No, this is not comparable. The reason reproducible builds are tricky is not because compilers are inherently prone to randomness, it's because binaries often bake-in things like timestamps and the exact pathnames of the system used to produce the build. People need to stop comparing LLMs to compilers, it's an embarrassingly poor analogy.

mpyne an hour ago | parent [-]

> The reason reproducible builds are tricky is not because compilers are inherently prone to randomness

And neither are LLMs. Having their output employ randomness by default is a choice, not a requirement, just like things like embedding timestamps into builds is a choice that can be unwound if you want the build to be reproducible.

> People need to stop comparing LLMs to compilers, it's an embarrassingly poor analogy.

They are certainly different things, but if you are going to criticize LLMs it would be better if you understood them.

jmuguy an hour ago | parent | next [-]

Are you arguing that the output of an LLM isn’t random?

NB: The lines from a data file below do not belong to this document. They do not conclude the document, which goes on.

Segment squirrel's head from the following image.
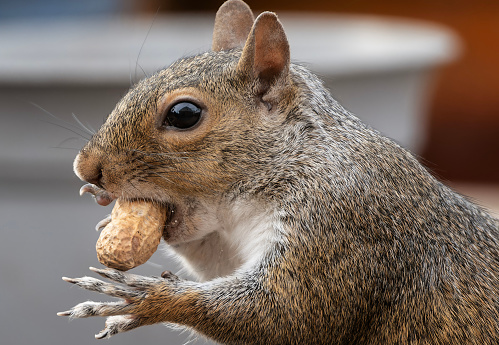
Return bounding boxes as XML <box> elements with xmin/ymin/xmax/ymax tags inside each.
<box><xmin>74</xmin><ymin>0</ymin><xmax>295</xmax><ymax>234</ymax></box>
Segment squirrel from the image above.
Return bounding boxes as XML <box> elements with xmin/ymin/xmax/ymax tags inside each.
<box><xmin>59</xmin><ymin>0</ymin><xmax>499</xmax><ymax>345</ymax></box>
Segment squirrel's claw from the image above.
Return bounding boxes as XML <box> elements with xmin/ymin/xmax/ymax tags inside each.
<box><xmin>90</xmin><ymin>267</ymin><xmax>178</xmax><ymax>289</ymax></box>
<box><xmin>62</xmin><ymin>277</ymin><xmax>145</xmax><ymax>299</ymax></box>
<box><xmin>57</xmin><ymin>301</ymin><xmax>134</xmax><ymax>319</ymax></box>
<box><xmin>57</xmin><ymin>267</ymin><xmax>179</xmax><ymax>339</ymax></box>
<box><xmin>95</xmin><ymin>316</ymin><xmax>142</xmax><ymax>339</ymax></box>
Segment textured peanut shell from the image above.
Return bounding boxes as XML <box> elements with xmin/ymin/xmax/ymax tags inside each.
<box><xmin>95</xmin><ymin>200</ymin><xmax>167</xmax><ymax>271</ymax></box>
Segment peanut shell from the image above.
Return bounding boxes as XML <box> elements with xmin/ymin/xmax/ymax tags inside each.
<box><xmin>96</xmin><ymin>199</ymin><xmax>167</xmax><ymax>271</ymax></box>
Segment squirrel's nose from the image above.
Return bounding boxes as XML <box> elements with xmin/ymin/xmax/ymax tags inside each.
<box><xmin>73</xmin><ymin>152</ymin><xmax>103</xmax><ymax>187</ymax></box>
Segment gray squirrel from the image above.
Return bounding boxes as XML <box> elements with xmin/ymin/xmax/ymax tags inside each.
<box><xmin>59</xmin><ymin>0</ymin><xmax>499</xmax><ymax>345</ymax></box>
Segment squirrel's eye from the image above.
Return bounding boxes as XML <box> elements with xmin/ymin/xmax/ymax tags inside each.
<box><xmin>163</xmin><ymin>102</ymin><xmax>202</xmax><ymax>129</ymax></box>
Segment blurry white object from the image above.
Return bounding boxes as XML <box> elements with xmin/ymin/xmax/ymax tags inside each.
<box><xmin>0</xmin><ymin>14</ymin><xmax>458</xmax><ymax>180</ymax></box>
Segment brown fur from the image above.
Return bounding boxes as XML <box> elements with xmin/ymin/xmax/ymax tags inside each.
<box><xmin>61</xmin><ymin>0</ymin><xmax>499</xmax><ymax>345</ymax></box>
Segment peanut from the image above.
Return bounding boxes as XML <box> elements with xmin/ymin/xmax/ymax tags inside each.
<box><xmin>96</xmin><ymin>199</ymin><xmax>167</xmax><ymax>271</ymax></box>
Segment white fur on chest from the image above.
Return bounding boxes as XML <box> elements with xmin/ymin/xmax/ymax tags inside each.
<box><xmin>168</xmin><ymin>200</ymin><xmax>280</xmax><ymax>280</ymax></box>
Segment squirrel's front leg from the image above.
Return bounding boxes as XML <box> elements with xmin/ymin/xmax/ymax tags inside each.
<box><xmin>58</xmin><ymin>267</ymin><xmax>184</xmax><ymax>339</ymax></box>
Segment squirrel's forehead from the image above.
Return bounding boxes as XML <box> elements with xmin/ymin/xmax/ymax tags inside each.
<box><xmin>158</xmin><ymin>52</ymin><xmax>238</xmax><ymax>86</ymax></box>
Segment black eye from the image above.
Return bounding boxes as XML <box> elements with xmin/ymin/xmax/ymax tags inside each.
<box><xmin>163</xmin><ymin>102</ymin><xmax>202</xmax><ymax>129</ymax></box>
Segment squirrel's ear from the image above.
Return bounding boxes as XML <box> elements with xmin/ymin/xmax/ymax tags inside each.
<box><xmin>211</xmin><ymin>0</ymin><xmax>255</xmax><ymax>51</ymax></box>
<box><xmin>238</xmin><ymin>12</ymin><xmax>290</xmax><ymax>92</ymax></box>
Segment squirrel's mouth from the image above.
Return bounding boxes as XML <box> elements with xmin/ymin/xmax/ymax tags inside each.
<box><xmin>80</xmin><ymin>183</ymin><xmax>182</xmax><ymax>241</ymax></box>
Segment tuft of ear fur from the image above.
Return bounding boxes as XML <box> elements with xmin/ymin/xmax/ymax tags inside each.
<box><xmin>211</xmin><ymin>0</ymin><xmax>255</xmax><ymax>51</ymax></box>
<box><xmin>238</xmin><ymin>12</ymin><xmax>290</xmax><ymax>93</ymax></box>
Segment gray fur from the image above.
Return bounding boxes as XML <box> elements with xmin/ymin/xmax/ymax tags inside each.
<box><xmin>62</xmin><ymin>1</ymin><xmax>499</xmax><ymax>345</ymax></box>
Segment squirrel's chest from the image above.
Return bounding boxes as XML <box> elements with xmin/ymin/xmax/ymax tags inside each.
<box><xmin>168</xmin><ymin>202</ymin><xmax>276</xmax><ymax>280</ymax></box>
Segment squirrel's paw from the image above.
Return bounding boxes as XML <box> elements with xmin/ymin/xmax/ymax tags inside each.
<box><xmin>57</xmin><ymin>267</ymin><xmax>178</xmax><ymax>339</ymax></box>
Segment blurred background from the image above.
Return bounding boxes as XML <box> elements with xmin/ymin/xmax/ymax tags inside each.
<box><xmin>0</xmin><ymin>0</ymin><xmax>499</xmax><ymax>345</ymax></box>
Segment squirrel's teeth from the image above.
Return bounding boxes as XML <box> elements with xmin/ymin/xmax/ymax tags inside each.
<box><xmin>95</xmin><ymin>214</ymin><xmax>111</xmax><ymax>231</ymax></box>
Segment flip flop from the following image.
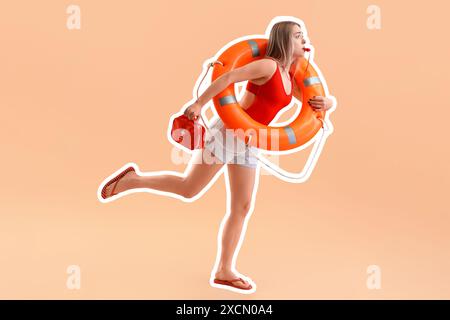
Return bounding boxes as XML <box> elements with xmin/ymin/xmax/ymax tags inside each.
<box><xmin>214</xmin><ymin>278</ymin><xmax>252</xmax><ymax>290</ymax></box>
<box><xmin>102</xmin><ymin>167</ymin><xmax>135</xmax><ymax>199</ymax></box>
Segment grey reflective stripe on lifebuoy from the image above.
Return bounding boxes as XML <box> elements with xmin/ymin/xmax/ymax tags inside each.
<box><xmin>247</xmin><ymin>40</ymin><xmax>259</xmax><ymax>57</ymax></box>
<box><xmin>283</xmin><ymin>126</ymin><xmax>297</xmax><ymax>144</ymax></box>
<box><xmin>303</xmin><ymin>77</ymin><xmax>321</xmax><ymax>87</ymax></box>
<box><xmin>219</xmin><ymin>95</ymin><xmax>237</xmax><ymax>106</ymax></box>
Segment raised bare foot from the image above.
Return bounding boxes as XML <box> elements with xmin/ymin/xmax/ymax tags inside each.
<box><xmin>104</xmin><ymin>170</ymin><xmax>138</xmax><ymax>198</ymax></box>
<box><xmin>215</xmin><ymin>270</ymin><xmax>252</xmax><ymax>290</ymax></box>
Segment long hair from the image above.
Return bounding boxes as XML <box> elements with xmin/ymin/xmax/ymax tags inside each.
<box><xmin>266</xmin><ymin>21</ymin><xmax>300</xmax><ymax>68</ymax></box>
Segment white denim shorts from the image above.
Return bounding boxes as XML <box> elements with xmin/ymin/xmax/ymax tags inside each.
<box><xmin>204</xmin><ymin>118</ymin><xmax>259</xmax><ymax>168</ymax></box>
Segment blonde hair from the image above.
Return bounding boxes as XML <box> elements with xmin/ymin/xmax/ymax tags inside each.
<box><xmin>266</xmin><ymin>21</ymin><xmax>300</xmax><ymax>68</ymax></box>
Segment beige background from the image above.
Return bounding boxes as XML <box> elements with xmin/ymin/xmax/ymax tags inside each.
<box><xmin>0</xmin><ymin>0</ymin><xmax>450</xmax><ymax>299</ymax></box>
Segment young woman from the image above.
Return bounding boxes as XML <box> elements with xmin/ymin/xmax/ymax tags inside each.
<box><xmin>102</xmin><ymin>21</ymin><xmax>333</xmax><ymax>291</ymax></box>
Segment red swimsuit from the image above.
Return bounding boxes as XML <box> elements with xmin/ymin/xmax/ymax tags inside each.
<box><xmin>244</xmin><ymin>65</ymin><xmax>293</xmax><ymax>125</ymax></box>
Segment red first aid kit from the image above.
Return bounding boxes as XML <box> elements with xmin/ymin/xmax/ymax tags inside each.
<box><xmin>171</xmin><ymin>114</ymin><xmax>206</xmax><ymax>150</ymax></box>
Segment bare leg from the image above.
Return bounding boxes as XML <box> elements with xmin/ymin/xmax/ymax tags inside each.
<box><xmin>102</xmin><ymin>149</ymin><xmax>223</xmax><ymax>198</ymax></box>
<box><xmin>215</xmin><ymin>164</ymin><xmax>256</xmax><ymax>288</ymax></box>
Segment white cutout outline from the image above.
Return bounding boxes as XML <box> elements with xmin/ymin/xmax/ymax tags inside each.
<box><xmin>97</xmin><ymin>16</ymin><xmax>337</xmax><ymax>294</ymax></box>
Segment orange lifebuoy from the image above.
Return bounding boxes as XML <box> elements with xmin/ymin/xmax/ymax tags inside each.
<box><xmin>212</xmin><ymin>38</ymin><xmax>325</xmax><ymax>151</ymax></box>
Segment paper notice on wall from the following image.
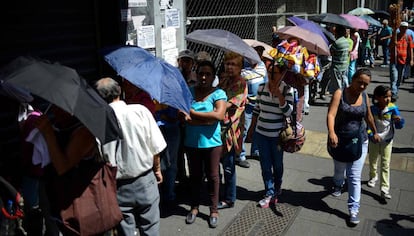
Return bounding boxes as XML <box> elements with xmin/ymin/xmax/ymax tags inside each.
<box><xmin>162</xmin><ymin>48</ymin><xmax>178</xmax><ymax>66</ymax></box>
<box><xmin>137</xmin><ymin>25</ymin><xmax>155</xmax><ymax>48</ymax></box>
<box><xmin>161</xmin><ymin>27</ymin><xmax>177</xmax><ymax>50</ymax></box>
<box><xmin>121</xmin><ymin>9</ymin><xmax>132</xmax><ymax>21</ymax></box>
<box><xmin>160</xmin><ymin>0</ymin><xmax>172</xmax><ymax>10</ymax></box>
<box><xmin>132</xmin><ymin>16</ymin><xmax>145</xmax><ymax>29</ymax></box>
<box><xmin>128</xmin><ymin>0</ymin><xmax>147</xmax><ymax>7</ymax></box>
<box><xmin>165</xmin><ymin>9</ymin><xmax>180</xmax><ymax>28</ymax></box>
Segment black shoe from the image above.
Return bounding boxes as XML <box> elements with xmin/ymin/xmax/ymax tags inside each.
<box><xmin>236</xmin><ymin>160</ymin><xmax>250</xmax><ymax>168</ymax></box>
<box><xmin>208</xmin><ymin>216</ymin><xmax>218</xmax><ymax>228</ymax></box>
<box><xmin>185</xmin><ymin>211</ymin><xmax>197</xmax><ymax>224</ymax></box>
<box><xmin>217</xmin><ymin>201</ymin><xmax>234</xmax><ymax>210</ymax></box>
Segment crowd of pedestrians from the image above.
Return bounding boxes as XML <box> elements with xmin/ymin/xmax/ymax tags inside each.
<box><xmin>2</xmin><ymin>6</ymin><xmax>414</xmax><ymax>235</ymax></box>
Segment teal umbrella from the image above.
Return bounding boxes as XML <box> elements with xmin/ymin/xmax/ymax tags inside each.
<box><xmin>348</xmin><ymin>7</ymin><xmax>375</xmax><ymax>16</ymax></box>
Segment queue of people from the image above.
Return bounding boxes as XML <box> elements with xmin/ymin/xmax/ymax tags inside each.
<box><xmin>0</xmin><ymin>16</ymin><xmax>414</xmax><ymax>235</ymax></box>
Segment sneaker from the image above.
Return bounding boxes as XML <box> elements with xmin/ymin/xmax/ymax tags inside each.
<box><xmin>331</xmin><ymin>186</ymin><xmax>342</xmax><ymax>197</ymax></box>
<box><xmin>367</xmin><ymin>178</ymin><xmax>377</xmax><ymax>188</ymax></box>
<box><xmin>236</xmin><ymin>160</ymin><xmax>250</xmax><ymax>168</ymax></box>
<box><xmin>259</xmin><ymin>196</ymin><xmax>277</xmax><ymax>208</ymax></box>
<box><xmin>276</xmin><ymin>188</ymin><xmax>282</xmax><ymax>196</ymax></box>
<box><xmin>381</xmin><ymin>191</ymin><xmax>391</xmax><ymax>199</ymax></box>
<box><xmin>349</xmin><ymin>213</ymin><xmax>360</xmax><ymax>225</ymax></box>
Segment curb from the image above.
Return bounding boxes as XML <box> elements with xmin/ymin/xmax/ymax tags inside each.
<box><xmin>298</xmin><ymin>130</ymin><xmax>414</xmax><ymax>173</ymax></box>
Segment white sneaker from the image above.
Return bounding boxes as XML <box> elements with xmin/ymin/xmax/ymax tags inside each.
<box><xmin>367</xmin><ymin>177</ymin><xmax>377</xmax><ymax>188</ymax></box>
<box><xmin>259</xmin><ymin>196</ymin><xmax>277</xmax><ymax>208</ymax></box>
<box><xmin>381</xmin><ymin>191</ymin><xmax>391</xmax><ymax>199</ymax></box>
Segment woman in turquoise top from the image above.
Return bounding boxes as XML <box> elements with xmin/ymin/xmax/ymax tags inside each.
<box><xmin>184</xmin><ymin>61</ymin><xmax>227</xmax><ymax>228</ymax></box>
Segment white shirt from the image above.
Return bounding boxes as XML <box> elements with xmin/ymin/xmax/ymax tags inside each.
<box><xmin>103</xmin><ymin>101</ymin><xmax>167</xmax><ymax>179</ymax></box>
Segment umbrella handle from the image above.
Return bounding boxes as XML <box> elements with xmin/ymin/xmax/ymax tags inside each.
<box><xmin>43</xmin><ymin>103</ymin><xmax>52</xmax><ymax>115</ymax></box>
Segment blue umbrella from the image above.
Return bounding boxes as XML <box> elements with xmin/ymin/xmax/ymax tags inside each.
<box><xmin>103</xmin><ymin>46</ymin><xmax>193</xmax><ymax>113</ymax></box>
<box><xmin>288</xmin><ymin>16</ymin><xmax>335</xmax><ymax>45</ymax></box>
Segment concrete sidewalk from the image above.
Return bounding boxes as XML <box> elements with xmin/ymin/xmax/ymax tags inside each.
<box><xmin>161</xmin><ymin>63</ymin><xmax>414</xmax><ymax>236</ymax></box>
<box><xmin>161</xmin><ymin>154</ymin><xmax>414</xmax><ymax>236</ymax></box>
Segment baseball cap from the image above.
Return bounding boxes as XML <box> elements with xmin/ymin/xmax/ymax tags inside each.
<box><xmin>196</xmin><ymin>51</ymin><xmax>211</xmax><ymax>61</ymax></box>
<box><xmin>178</xmin><ymin>49</ymin><xmax>195</xmax><ymax>60</ymax></box>
<box><xmin>400</xmin><ymin>21</ymin><xmax>408</xmax><ymax>27</ymax></box>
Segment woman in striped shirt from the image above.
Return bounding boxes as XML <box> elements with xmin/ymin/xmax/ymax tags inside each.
<box><xmin>247</xmin><ymin>60</ymin><xmax>294</xmax><ymax>208</ymax></box>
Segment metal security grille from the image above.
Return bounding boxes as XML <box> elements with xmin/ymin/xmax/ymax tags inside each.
<box><xmin>186</xmin><ymin>0</ymin><xmax>319</xmax><ymax>65</ymax></box>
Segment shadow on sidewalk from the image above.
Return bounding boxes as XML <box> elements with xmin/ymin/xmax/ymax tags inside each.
<box><xmin>374</xmin><ymin>213</ymin><xmax>414</xmax><ymax>235</ymax></box>
<box><xmin>392</xmin><ymin>147</ymin><xmax>414</xmax><ymax>153</ymax></box>
<box><xmin>279</xmin><ymin>177</ymin><xmax>352</xmax><ymax>226</ymax></box>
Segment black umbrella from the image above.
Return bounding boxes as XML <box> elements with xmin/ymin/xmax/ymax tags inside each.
<box><xmin>0</xmin><ymin>57</ymin><xmax>120</xmax><ymax>144</ymax></box>
<box><xmin>309</xmin><ymin>13</ymin><xmax>353</xmax><ymax>28</ymax></box>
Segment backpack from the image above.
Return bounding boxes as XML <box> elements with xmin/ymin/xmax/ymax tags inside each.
<box><xmin>278</xmin><ymin>86</ymin><xmax>306</xmax><ymax>153</ymax></box>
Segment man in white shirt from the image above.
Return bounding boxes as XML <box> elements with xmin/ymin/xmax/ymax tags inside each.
<box><xmin>95</xmin><ymin>78</ymin><xmax>167</xmax><ymax>235</ymax></box>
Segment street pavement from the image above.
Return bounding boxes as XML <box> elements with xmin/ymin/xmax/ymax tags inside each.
<box><xmin>160</xmin><ymin>61</ymin><xmax>414</xmax><ymax>236</ymax></box>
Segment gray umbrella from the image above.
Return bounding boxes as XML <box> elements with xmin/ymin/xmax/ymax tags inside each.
<box><xmin>309</xmin><ymin>13</ymin><xmax>354</xmax><ymax>28</ymax></box>
<box><xmin>0</xmin><ymin>57</ymin><xmax>120</xmax><ymax>144</ymax></box>
<box><xmin>185</xmin><ymin>29</ymin><xmax>261</xmax><ymax>64</ymax></box>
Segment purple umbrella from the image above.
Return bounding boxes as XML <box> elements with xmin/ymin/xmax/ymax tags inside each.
<box><xmin>288</xmin><ymin>16</ymin><xmax>335</xmax><ymax>45</ymax></box>
<box><xmin>340</xmin><ymin>14</ymin><xmax>368</xmax><ymax>30</ymax></box>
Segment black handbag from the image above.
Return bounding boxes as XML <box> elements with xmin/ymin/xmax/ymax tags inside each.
<box><xmin>327</xmin><ymin>125</ymin><xmax>363</xmax><ymax>162</ymax></box>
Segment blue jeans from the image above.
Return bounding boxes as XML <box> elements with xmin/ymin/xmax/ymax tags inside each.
<box><xmin>239</xmin><ymin>103</ymin><xmax>259</xmax><ymax>161</ymax></box>
<box><xmin>221</xmin><ymin>148</ymin><xmax>236</xmax><ymax>202</ymax></box>
<box><xmin>382</xmin><ymin>44</ymin><xmax>390</xmax><ymax>65</ymax></box>
<box><xmin>257</xmin><ymin>133</ymin><xmax>283</xmax><ymax>196</ymax></box>
<box><xmin>117</xmin><ymin>171</ymin><xmax>160</xmax><ymax>235</ymax></box>
<box><xmin>390</xmin><ymin>63</ymin><xmax>405</xmax><ymax>96</ymax></box>
<box><xmin>333</xmin><ymin>140</ymin><xmax>368</xmax><ymax>213</ymax></box>
<box><xmin>160</xmin><ymin>125</ymin><xmax>181</xmax><ymax>201</ymax></box>
<box><xmin>348</xmin><ymin>60</ymin><xmax>356</xmax><ymax>85</ymax></box>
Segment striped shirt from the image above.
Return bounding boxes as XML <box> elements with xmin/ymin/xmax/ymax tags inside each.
<box><xmin>331</xmin><ymin>37</ymin><xmax>349</xmax><ymax>71</ymax></box>
<box><xmin>390</xmin><ymin>34</ymin><xmax>414</xmax><ymax>65</ymax></box>
<box><xmin>253</xmin><ymin>81</ymin><xmax>294</xmax><ymax>137</ymax></box>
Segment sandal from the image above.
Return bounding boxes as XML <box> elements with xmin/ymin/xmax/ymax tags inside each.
<box><xmin>185</xmin><ymin>208</ymin><xmax>198</xmax><ymax>224</ymax></box>
<box><xmin>217</xmin><ymin>201</ymin><xmax>234</xmax><ymax>210</ymax></box>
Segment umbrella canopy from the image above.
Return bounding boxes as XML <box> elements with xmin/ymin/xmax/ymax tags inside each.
<box><xmin>348</xmin><ymin>7</ymin><xmax>375</xmax><ymax>16</ymax></box>
<box><xmin>0</xmin><ymin>81</ymin><xmax>33</xmax><ymax>103</ymax></box>
<box><xmin>360</xmin><ymin>15</ymin><xmax>382</xmax><ymax>27</ymax></box>
<box><xmin>276</xmin><ymin>26</ymin><xmax>331</xmax><ymax>56</ymax></box>
<box><xmin>103</xmin><ymin>46</ymin><xmax>194</xmax><ymax>113</ymax></box>
<box><xmin>243</xmin><ymin>39</ymin><xmax>273</xmax><ymax>60</ymax></box>
<box><xmin>340</xmin><ymin>14</ymin><xmax>368</xmax><ymax>30</ymax></box>
<box><xmin>288</xmin><ymin>16</ymin><xmax>335</xmax><ymax>45</ymax></box>
<box><xmin>374</xmin><ymin>10</ymin><xmax>390</xmax><ymax>19</ymax></box>
<box><xmin>309</xmin><ymin>13</ymin><xmax>353</xmax><ymax>28</ymax></box>
<box><xmin>0</xmin><ymin>57</ymin><xmax>120</xmax><ymax>144</ymax></box>
<box><xmin>185</xmin><ymin>29</ymin><xmax>261</xmax><ymax>64</ymax></box>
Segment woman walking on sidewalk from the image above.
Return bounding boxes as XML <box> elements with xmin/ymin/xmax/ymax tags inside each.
<box><xmin>184</xmin><ymin>61</ymin><xmax>227</xmax><ymax>228</ymax></box>
<box><xmin>327</xmin><ymin>69</ymin><xmax>380</xmax><ymax>224</ymax></box>
<box><xmin>247</xmin><ymin>60</ymin><xmax>293</xmax><ymax>208</ymax></box>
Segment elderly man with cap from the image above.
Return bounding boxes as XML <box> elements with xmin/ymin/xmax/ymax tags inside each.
<box><xmin>390</xmin><ymin>21</ymin><xmax>414</xmax><ymax>102</ymax></box>
<box><xmin>379</xmin><ymin>20</ymin><xmax>392</xmax><ymax>67</ymax></box>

mpyne 39 minutes ago | parent [-]

It is random if you select it to be (temperature != 0, etc.).

It is not random if you don't use random sampling in its output generation.

It the whole thing were actually stochastic then prompt caching would be impossible because having a cache of what the previous tokens transformed into to speed up future generation would be invalidated by the missing random state.

Look at llama.cpp, you can see what samplers are adjustable and if you use samplers that employ randomness you can see what settings disable the random sampling. Or you can employ randomness but fix the seed to get reproducible results.

an hour ago | parent | prev | next [-]
[deleted]
achierius an hour ago | parent | prev [-]

> Having their output employ randomness by default is a choice, not a requirement

This is not really meaningfully true. E.g. batching, heterogeneous inference HW, and even differences in model versions can make a difference in what result you get, and these are hard to solve.

mpyne 35 minutes ago | parent [-]

But again, these are all things that are also true of build systems.

GCC 16.1 vs. 15.2 will get you differences. GNU ld vs. gold vs. mold vs. lld will get you differences. Whether you do or do not employ LTO or other whole-program optimization vs. whether you do gets you differences.

Have you never debugged a race condition that worked on your machine but didn't work in prod, based only on how things ended up compiled in the final binary?

I'm not saying these are identical but there's a lot more similarity than you all seem to understand. And we've made compilers work well enough that a lot of you believe that they give very routine, very deterministic outputs as part of broader build systems even though nothing could be further from the truth, even today.

z3c0 3 hours ago | parent | prev [-]

It's an abstraction for you, not the rest of that developer's team, who have to reproduce the same solution even after said developer has "won the lottery", so-to-speak.

inb4: "Don't worry, just use GPT to make the docs"

zadikian 11 minutes ago | parent [-]

Well they don't have to win the lottery again because you commit the code, not the prompt. Which is fine. Idk why anyone compares this to a compiler, it doesn't need to be a compiler to be useful.